Un amour de Swann, Marhttp://lemonde-dans-leslivres.cowblog.fr/images/DuCotedechezSwann.jpgcel Proust
  Je ne pouvais commencer ce blog sans parler d'un de mes auteurs favoris, si ce n'est mon auteur favori : Proust. Cela tombe bien, car j'ai eu envie de relire un passage de son oeuvre récemment; mon article est donc tout chaud, tout droit sorti de ma lecture.

  C’est la deuxième fois que je me lance dans la lecture d’un amour de Swann de Marcel, et je dois dire que malgré mon amour pour cet auteur, j’ai été un peu déçue. Dans cette deuxième partie du Côté de chez Swann, premier tome de la Recherche du Temps Perdu, on retrouve bien sûr le style inimitable de Proust, avec ses longues phrases, ses enculages de propositions –comme l’avait si bien dit Cécile Guilbert -, sa brillante analyse de l’esprit humain, et cette précision et poésie de la langue qui rend incomparable et finalement très « réaliste » la transcription textuelle des méandres de l’âme humaine.

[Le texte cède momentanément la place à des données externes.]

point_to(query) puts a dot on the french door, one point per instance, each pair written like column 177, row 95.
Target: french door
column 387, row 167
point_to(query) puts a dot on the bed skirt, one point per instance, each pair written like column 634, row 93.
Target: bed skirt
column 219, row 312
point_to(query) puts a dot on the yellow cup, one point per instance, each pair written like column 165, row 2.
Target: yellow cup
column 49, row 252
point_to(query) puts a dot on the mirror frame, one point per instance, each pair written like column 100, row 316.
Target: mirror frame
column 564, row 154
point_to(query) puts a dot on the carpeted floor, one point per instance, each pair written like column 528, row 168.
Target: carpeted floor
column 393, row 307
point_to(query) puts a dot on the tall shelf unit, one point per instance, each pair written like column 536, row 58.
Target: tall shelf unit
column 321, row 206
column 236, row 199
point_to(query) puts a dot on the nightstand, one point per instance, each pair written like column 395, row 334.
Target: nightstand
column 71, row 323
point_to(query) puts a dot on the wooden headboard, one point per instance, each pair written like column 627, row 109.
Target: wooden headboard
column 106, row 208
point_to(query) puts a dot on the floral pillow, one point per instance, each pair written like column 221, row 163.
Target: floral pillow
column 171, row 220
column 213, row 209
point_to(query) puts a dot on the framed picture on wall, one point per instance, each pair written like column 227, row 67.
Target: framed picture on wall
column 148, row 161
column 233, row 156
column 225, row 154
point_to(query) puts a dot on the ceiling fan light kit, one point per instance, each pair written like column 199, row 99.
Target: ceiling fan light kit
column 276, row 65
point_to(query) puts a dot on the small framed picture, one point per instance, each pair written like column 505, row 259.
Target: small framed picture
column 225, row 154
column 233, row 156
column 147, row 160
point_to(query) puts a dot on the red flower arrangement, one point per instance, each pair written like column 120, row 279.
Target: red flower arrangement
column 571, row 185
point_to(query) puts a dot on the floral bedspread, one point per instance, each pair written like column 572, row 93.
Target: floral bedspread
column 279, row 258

   Résumé : Toutefois l’histoire de Swann est plutôt étonnante et pathétique. Cet aristocrate, rouquin, riche, cultivé, épris d’art et de beauté, cumule les conquêtes amoureuses. Sa particularité est de faire moisson dans les milieux populaires ; il ne compte plus les petites cuisinières, servantes et femmes de chambre avec lesquelles il a eu quelques aventures. Invité chez les Verdurins, dont Proust illustre avec brio les soirées et les dîners « mondains », il y retrouve Odette, une femme qu’on lui avait présentée au théâtre et qu’il n’avait, somme toute, pas trouvée à son goût. Toutefois, le charme opère, lorsqu’un jour Charles (Swann) se rend compte que cette demi-mondaine sans attrait, coquette sans cervelle, ressemble à un portrait de Botticelli, la Zéphora. Pour parfaire cet amour né à travers le prisme de l’art, une petite musique sublime le cadre de leur idylle. C’est la fameuse petite phrase de la sonate de Vinteuil si chère à Swann, et qui devient pour eux l’hymne de leur amour. Dès lors, l’amour de Swann pour Odette ne va cesser de croître, et avec lui, sa jalousie. Une bonne moitié du livre (relativement petit au regard du reste de l’œuvre de Proust) est consacrée à ce défaut qui s’accentue chez le jeune homme au point d’en devenir maladif. On se croirait face à un Frédéric Moreau mondain et cultivé, mais que l’amour – ou le sentiment factice de l’amour à travers les arts- rend pathétique. Swann souffre, devient fou, cherche tous les moyens de découvrir l’infidélité d’Odette. Proust analyse avec brio cette maladie de l’amour qui est loin d’être l’apanage du XIXème siècle.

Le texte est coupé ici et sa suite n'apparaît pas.